Doch dann lernt das junge, glücklose Boxtalent die Kellnerin Charlene (Amy Adams) kennen, die ihm den Glauben an seine eigene Stärke zurückgibt. Leider ist die Großfamilie Ward mit Mickys neuer Freundin nicht einverstanden. Die Spannungen wachsen derart, dass Micky seinen sieben Schwestern, der Mutter und dem inhaftierten Bruder den Rücken kehrt. Fortan widmet Charlene sich der Aufgabe, seine sportliche Laufbahn zu betreuen. Und bald stellen sich erste Wettkampferfolge ein. Charlene und die neu angeheuerte Crew um Micky stellen allerdings die harte Bedingung, dass die Familie Ward fortan für seine Karriere nicht mehr aktiv wird. Bei einem entscheidenden Titelkampf droht dem Boxer jedoch die fast sichere Niederlage. Es kommt zu einem spektakulären Zusammenschluss aller Familienangehörigen, Freunde und Förderer des in arge Bedrängnis geratenen Kämpfers, wodurch ihm ein aufsehenerregender Sieg gelingt.
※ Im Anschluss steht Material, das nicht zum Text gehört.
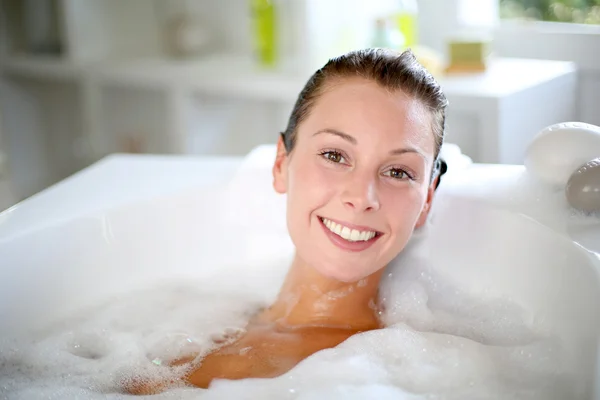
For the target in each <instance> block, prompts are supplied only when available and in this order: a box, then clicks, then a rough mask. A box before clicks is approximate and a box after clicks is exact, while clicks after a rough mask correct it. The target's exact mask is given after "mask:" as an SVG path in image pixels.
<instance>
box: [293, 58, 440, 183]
mask: <svg viewBox="0 0 600 400" xmlns="http://www.w3.org/2000/svg"><path fill="white" fill-rule="evenodd" d="M352 77H361V78H364V79H367V80H372V81H374V82H376V83H377V84H379V85H380V86H381V87H383V88H385V89H387V90H390V91H396V90H401V91H403V92H404V93H406V94H408V95H410V96H413V97H414V98H415V99H417V100H419V101H421V102H422V103H423V104H424V105H425V106H426V107H427V109H428V110H429V112H430V114H431V129H432V134H433V137H434V140H435V154H434V160H437V157H438V155H439V152H440V148H441V146H442V143H443V140H444V129H445V121H446V106H447V104H448V101H447V100H446V96H445V95H444V93H443V92H442V89H441V87H440V85H439V84H438V83H437V82H436V81H435V79H434V78H433V76H432V75H431V74H430V73H429V72H428V71H427V70H426V69H425V68H424V67H423V66H422V65H421V64H419V62H418V61H417V59H416V58H415V56H414V55H413V53H412V52H411V51H410V50H407V51H404V52H402V53H399V52H396V51H392V50H386V49H365V50H357V51H352V52H350V53H347V54H344V55H342V56H339V57H336V58H333V59H331V60H329V62H328V63H327V64H325V65H324V66H323V67H322V68H321V69H319V70H318V71H317V72H315V73H314V74H313V75H312V76H311V77H310V79H309V80H308V82H307V83H306V85H305V86H304V89H303V90H302V92H300V95H299V96H298V100H296V104H295V105H294V109H293V110H292V114H291V116H290V119H289V121H288V126H287V128H286V130H285V132H283V134H282V136H283V142H284V144H285V148H286V150H287V152H288V153H289V152H291V151H292V150H293V148H294V144H295V139H296V131H297V128H298V125H299V124H301V123H302V121H304V119H306V117H307V116H308V114H309V113H310V111H311V109H312V107H313V106H314V104H315V101H316V100H317V99H318V98H319V96H320V95H321V93H323V91H324V90H325V89H326V88H327V84H328V83H329V82H331V81H334V80H339V79H344V78H352ZM434 170H435V162H434ZM444 172H445V171H444ZM434 175H435V174H434ZM432 176H433V175H432Z"/></svg>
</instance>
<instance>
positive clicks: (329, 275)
mask: <svg viewBox="0 0 600 400" xmlns="http://www.w3.org/2000/svg"><path fill="white" fill-rule="evenodd" d="M315 269H316V270H317V271H318V272H319V273H320V274H321V275H323V276H325V277H326V278H329V279H335V280H336V281H340V282H345V283H353V282H357V281H359V280H361V279H364V278H366V277H367V276H369V274H368V273H367V274H365V273H361V272H360V271H358V270H353V269H352V268H351V267H348V266H347V265H346V266H337V265H323V266H317V267H316V268H315Z"/></svg>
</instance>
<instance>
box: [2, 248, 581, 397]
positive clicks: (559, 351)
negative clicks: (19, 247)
mask: <svg viewBox="0 0 600 400" xmlns="http://www.w3.org/2000/svg"><path fill="white" fill-rule="evenodd" d="M411 251H412V253H411ZM401 261H402V262H396V263H395V264H394V265H391V266H390V267H389V268H388V269H387V270H386V272H385V278H384V281H383V282H382V286H381V293H380V297H381V303H382V304H383V307H384V308H383V311H382V314H381V317H382V319H383V320H384V321H385V323H386V325H387V327H386V328H385V329H381V330H376V331H370V332H365V333H362V334H359V335H356V336H353V337H351V338H350V339H349V340H347V341H346V342H344V343H342V344H341V345H339V346H338V347H336V348H333V349H327V350H323V351H321V352H318V353H316V354H314V355H313V356H311V357H309V358H308V359H306V360H304V361H303V362H301V363H300V364H299V365H297V366H296V367H295V368H293V369H292V370H290V371H289V372H288V373H286V374H284V375H282V376H280V377H278V378H274V379H245V380H239V381H227V380H218V381H214V382H213V383H212V385H211V387H210V388H209V389H208V390H203V389H198V388H188V387H182V388H176V389H171V390H169V391H167V392H165V393H162V394H160V395H157V396H155V397H153V398H157V399H196V398H200V399H224V398H227V399H229V398H231V399H238V398H240V399H244V398H251V399H270V398H273V399H323V398H327V399H332V398H343V399H364V398H378V399H388V398H389V399H438V398H440V399H441V398H443V399H508V398H510V399H577V398H580V396H581V393H579V392H578V387H577V385H576V383H577V376H576V373H577V371H574V369H573V368H572V367H571V364H570V357H569V352H568V346H565V342H564V341H563V338H561V337H559V336H558V334H556V333H554V332H552V331H548V330H547V329H546V327H544V326H543V324H541V323H540V322H539V321H537V320H536V318H535V316H534V315H532V313H531V312H530V310H527V309H526V308H524V307H522V306H521V305H519V304H515V303H513V302H511V300H510V299H504V298H494V297H493V296H488V297H485V296H481V295H477V296H475V295H474V294H473V293H471V292H469V290H468V289H467V288H464V287H461V285H460V283H458V284H457V283H456V282H454V281H452V280H450V279H449V278H448V277H447V276H446V275H444V274H443V273H442V272H440V271H444V269H443V266H436V265H431V263H430V262H429V261H428V259H427V257H426V256H425V255H424V253H423V254H421V253H420V252H419V251H418V247H417V248H416V249H415V250H411V249H409V250H407V252H406V254H405V256H403V257H402V260H401ZM286 262H289V258H288V257H283V259H282V260H273V261H272V264H271V265H262V266H260V267H256V268H255V267H254V266H247V265H242V264H240V265H238V266H224V267H223V268H222V269H221V271H220V272H219V273H218V274H216V275H214V276H213V277H212V278H211V279H210V281H204V282H193V281H179V282H178V281H173V282H163V283H161V284H158V285H154V286H149V287H147V288H145V289H143V290H137V291H133V292H130V293H127V294H122V295H119V296H116V295H115V296H113V297H111V298H107V299H106V300H105V301H104V302H102V303H99V304H97V305H95V306H94V307H91V308H90V307H87V308H85V309H82V310H80V311H79V312H77V313H76V314H74V315H72V316H71V317H70V318H68V319H63V320H60V321H56V323H54V324H53V325H51V326H48V327H45V328H44V329H38V330H36V331H33V332H31V333H30V334H28V335H19V336H18V337H5V338H2V339H0V340H1V342H0V394H1V396H3V398H7V399H11V400H13V399H14V400H16V399H23V400H25V399H27V400H31V399H76V398H77V399H88V398H89V399H118V398H123V397H127V395H125V394H123V393H122V392H121V389H120V382H122V381H123V380H126V379H129V378H132V377H136V378H138V379H141V378H144V377H145V378H148V379H150V378H152V377H156V376H161V377H166V376H168V375H169V374H170V373H173V372H172V371H171V370H170V369H169V368H168V367H165V366H163V365H161V364H162V363H164V362H165V360H169V359H175V358H177V357H179V356H182V355H185V354H193V353H198V352H200V353H202V352H207V351H210V349H211V348H213V346H214V341H213V340H214V339H215V335H216V337H217V339H218V338H219V337H222V336H225V335H227V334H230V333H235V332H236V330H237V329H240V328H243V327H244V325H245V323H246V321H247V320H248V319H249V317H250V316H251V315H252V314H254V313H255V312H256V311H257V310H259V309H260V308H261V307H265V306H267V305H268V304H269V303H270V302H271V301H272V300H273V299H274V298H275V296H276V294H277V291H278V290H279V287H280V285H281V283H282V281H283V278H284V276H285V272H286V271H285V270H286V268H285V265H287V264H284V263H286ZM282 266H283V267H282ZM232 277H235V279H232Z"/></svg>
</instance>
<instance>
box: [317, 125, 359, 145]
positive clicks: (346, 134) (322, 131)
mask: <svg viewBox="0 0 600 400" xmlns="http://www.w3.org/2000/svg"><path fill="white" fill-rule="evenodd" d="M322 133H328V134H330V135H336V136H339V137H341V138H342V139H344V140H346V141H348V142H350V143H352V144H356V143H357V141H356V139H355V138H354V137H352V136H350V135H348V134H347V133H344V132H342V131H338V130H337V129H330V128H327V129H321V130H319V131H317V132H315V133H314V134H313V136H317V135H320V134H322Z"/></svg>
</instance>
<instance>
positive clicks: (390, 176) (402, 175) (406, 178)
mask: <svg viewBox="0 0 600 400" xmlns="http://www.w3.org/2000/svg"><path fill="white" fill-rule="evenodd" d="M384 175H387V176H389V177H390V178H394V179H398V180H405V179H412V177H411V176H410V175H408V173H406V171H404V170H401V169H398V168H392V169H390V170H388V171H386V172H385V173H384Z"/></svg>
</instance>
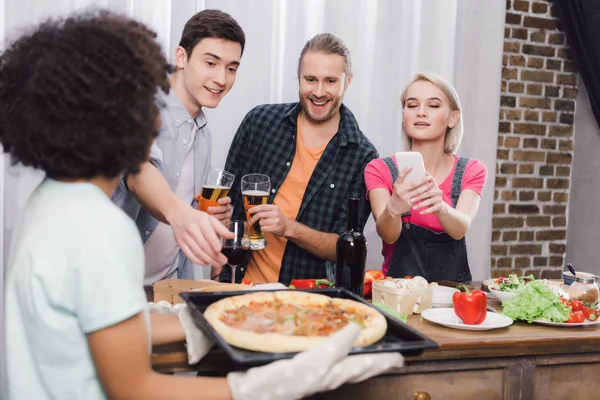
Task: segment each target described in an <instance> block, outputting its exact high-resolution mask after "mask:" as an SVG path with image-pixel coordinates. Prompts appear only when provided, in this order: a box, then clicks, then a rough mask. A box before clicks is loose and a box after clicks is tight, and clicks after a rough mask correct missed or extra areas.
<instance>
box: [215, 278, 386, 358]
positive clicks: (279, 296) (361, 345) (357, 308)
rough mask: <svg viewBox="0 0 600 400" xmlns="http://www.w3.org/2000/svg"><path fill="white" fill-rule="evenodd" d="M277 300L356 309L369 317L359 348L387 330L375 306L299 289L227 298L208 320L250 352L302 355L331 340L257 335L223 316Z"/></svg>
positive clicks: (273, 333) (270, 332)
mask: <svg viewBox="0 0 600 400" xmlns="http://www.w3.org/2000/svg"><path fill="white" fill-rule="evenodd" d="M275 300H279V301H281V302H282V303H284V304H298V305H315V306H323V305H325V304H327V303H329V302H330V301H331V302H332V303H333V304H334V305H336V306H338V307H341V308H342V309H346V310H349V311H353V310H356V312H358V313H360V314H362V315H364V316H365V324H364V327H363V328H362V329H361V332H360V334H359V336H358V338H357V339H356V341H355V342H354V345H355V346H368V345H370V344H373V343H375V342H377V341H379V340H380V339H381V338H382V337H383V336H384V335H385V332H386V331H387V322H386V320H385V317H383V315H381V314H380V313H379V312H378V311H377V310H375V309H374V308H372V307H369V306H367V305H365V304H361V303H359V302H356V301H353V300H346V299H332V298H331V297H328V296H325V295H322V294H316V293H308V292H301V291H295V290H286V291H279V292H254V293H251V294H246V295H240V296H233V297H227V298H224V299H222V300H219V301H217V302H215V303H213V304H211V305H210V306H208V308H207V309H206V311H205V312H204V317H205V318H206V320H207V321H208V322H209V323H210V324H211V325H212V327H213V328H214V329H215V331H217V332H218V333H219V335H221V337H222V338H223V339H224V340H225V341H226V342H227V343H229V344H231V345H233V346H236V347H239V348H242V349H247V350H254V351H262V352H268V353H281V352H298V351H304V350H307V349H310V348H312V347H315V346H318V345H320V344H321V343H323V342H324V341H326V340H327V339H329V336H289V335H283V334H280V333H272V332H268V333H256V332H251V331H248V330H243V329H238V328H234V327H231V326H229V325H227V324H225V323H223V322H222V321H221V316H222V315H223V314H224V313H225V312H226V311H228V310H232V309H236V308H239V307H242V306H245V305H248V304H250V303H251V302H255V303H264V302H272V301H275Z"/></svg>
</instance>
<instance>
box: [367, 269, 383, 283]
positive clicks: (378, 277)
mask: <svg viewBox="0 0 600 400" xmlns="http://www.w3.org/2000/svg"><path fill="white" fill-rule="evenodd" d="M381 279H385V275H384V274H383V272H381V271H379V270H376V269H369V270H367V271H365V282H366V281H368V280H371V281H379V280H381Z"/></svg>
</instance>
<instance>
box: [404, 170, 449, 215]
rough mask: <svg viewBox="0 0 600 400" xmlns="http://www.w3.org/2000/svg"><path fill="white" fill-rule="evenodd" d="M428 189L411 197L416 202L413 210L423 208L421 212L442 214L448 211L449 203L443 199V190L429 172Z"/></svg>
mask: <svg viewBox="0 0 600 400" xmlns="http://www.w3.org/2000/svg"><path fill="white" fill-rule="evenodd" d="M426 179H427V181H426V186H427V188H426V190H424V191H423V192H422V193H420V194H418V195H416V196H414V197H413V198H411V199H410V202H411V204H415V205H414V207H413V210H421V211H420V214H435V215H437V216H440V214H444V213H446V212H447V210H448V209H447V206H448V205H447V204H446V202H444V200H443V199H442V191H441V189H440V188H439V187H438V185H437V184H436V183H435V180H434V179H433V176H431V174H429V173H427V176H426Z"/></svg>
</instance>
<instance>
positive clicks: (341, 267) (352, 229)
mask: <svg viewBox="0 0 600 400" xmlns="http://www.w3.org/2000/svg"><path fill="white" fill-rule="evenodd" d="M359 205H360V199H355V198H353V199H348V226H347V229H346V232H344V233H343V234H342V235H341V236H340V237H339V238H338V240H337V244H336V259H337V260H336V261H337V263H336V270H335V271H336V272H335V286H336V287H344V288H346V289H348V290H350V291H351V292H352V293H355V294H357V295H359V296H362V295H363V289H364V282H365V262H366V260H367V239H366V238H365V236H364V235H363V233H362V231H361V229H360V226H359V222H358V208H359Z"/></svg>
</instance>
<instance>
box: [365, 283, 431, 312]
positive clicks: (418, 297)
mask: <svg viewBox="0 0 600 400" xmlns="http://www.w3.org/2000/svg"><path fill="white" fill-rule="evenodd" d="M396 281H397V280H391V281H390V280H385V281H373V303H383V304H385V305H386V306H389V307H391V308H393V309H394V310H396V311H398V312H399V313H401V314H406V315H411V314H421V312H422V311H425V310H428V309H430V308H431V298H432V295H433V288H432V287H431V285H427V287H418V288H410V289H399V288H398V287H397V286H396V285H395V283H396ZM386 282H388V283H386ZM392 283H394V284H392Z"/></svg>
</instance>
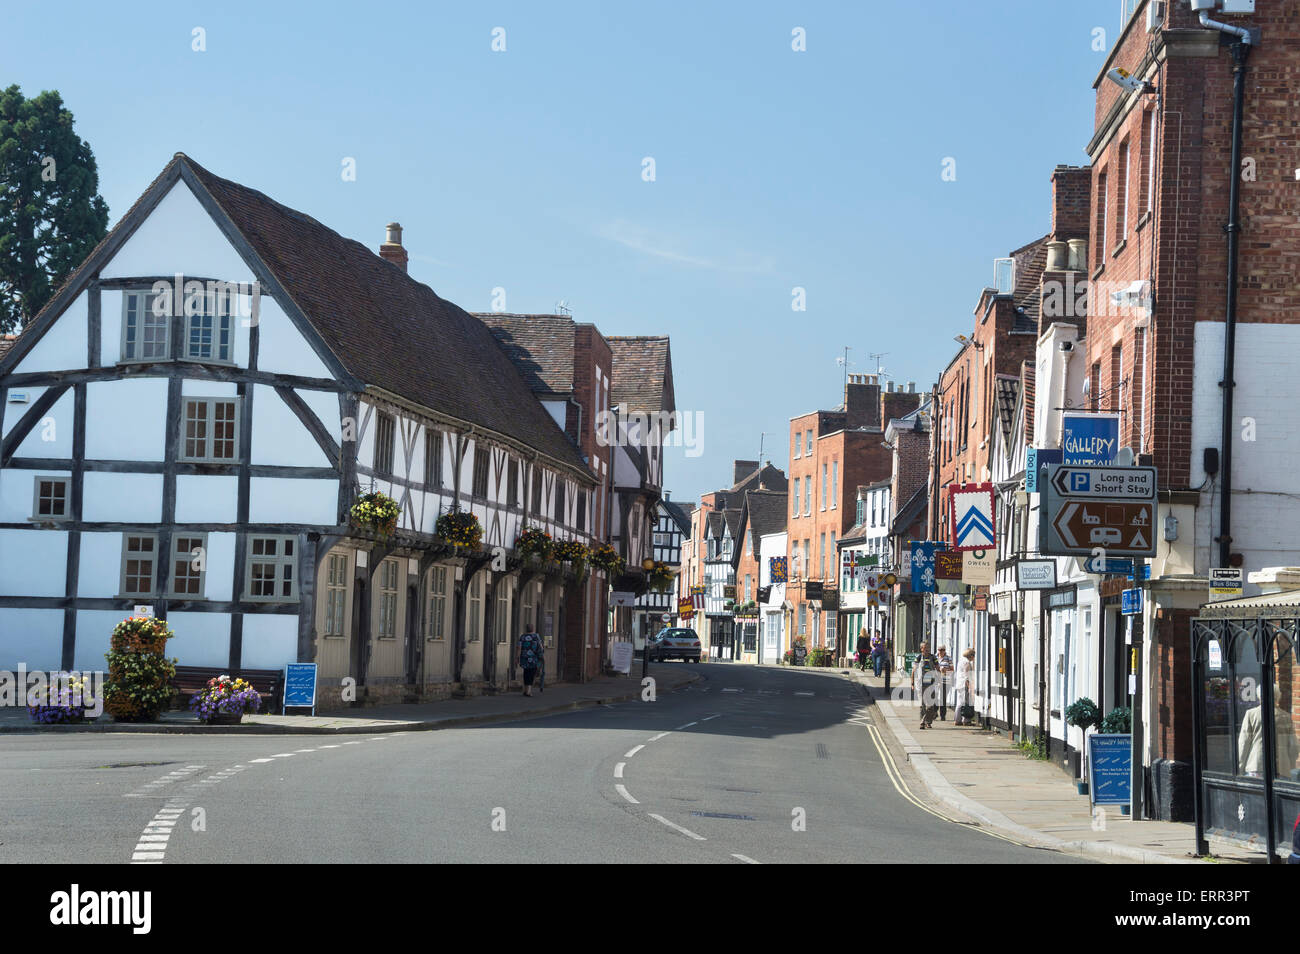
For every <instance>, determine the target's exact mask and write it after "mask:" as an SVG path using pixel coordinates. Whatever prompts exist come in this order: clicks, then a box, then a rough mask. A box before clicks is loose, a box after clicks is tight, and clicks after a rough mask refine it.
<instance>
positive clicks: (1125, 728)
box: [1101, 706, 1134, 736]
mask: <svg viewBox="0 0 1300 954" xmlns="http://www.w3.org/2000/svg"><path fill="white" fill-rule="evenodd" d="M1132 715H1134V714H1132V710H1131V708H1128V707H1127V706H1121V707H1118V708H1113V710H1110V711H1109V712H1106V717H1105V719H1102V720H1101V730H1102V732H1104V733H1106V734H1108V736H1127V734H1128V733H1130V732H1132Z"/></svg>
David O. Russells Boxfilm "The Fighter" erzählt die wahre Geschichte eines Sportprofis, der nach vielen kämpferischen Rückschlägen dennoch den Sieg erringt. Der mühevolle Aufstieg des Boxtalents Micky Ward zur Weltspitze zeigt neben packenden Faustwettkämpfen auch Einblicke in das soziale und familiäre Milieu eines Underdogs, der sowohl privat wie auch sportlich oft auf die Matte geschickt wurde, aber genauso oft wieder aufstand. Deutlich hervorgehoben wird der Aspekt, dass nicht nur hartes Training und Talent für den Sieg entscheidend sind, sondern dass gerade beim Boxen auch die innere Verfasstheit eine große Rolle spielt. Der Film zeigt sich als kämpferisches Fairplay, den Boxsport aus der Schmuddelecke zu holen.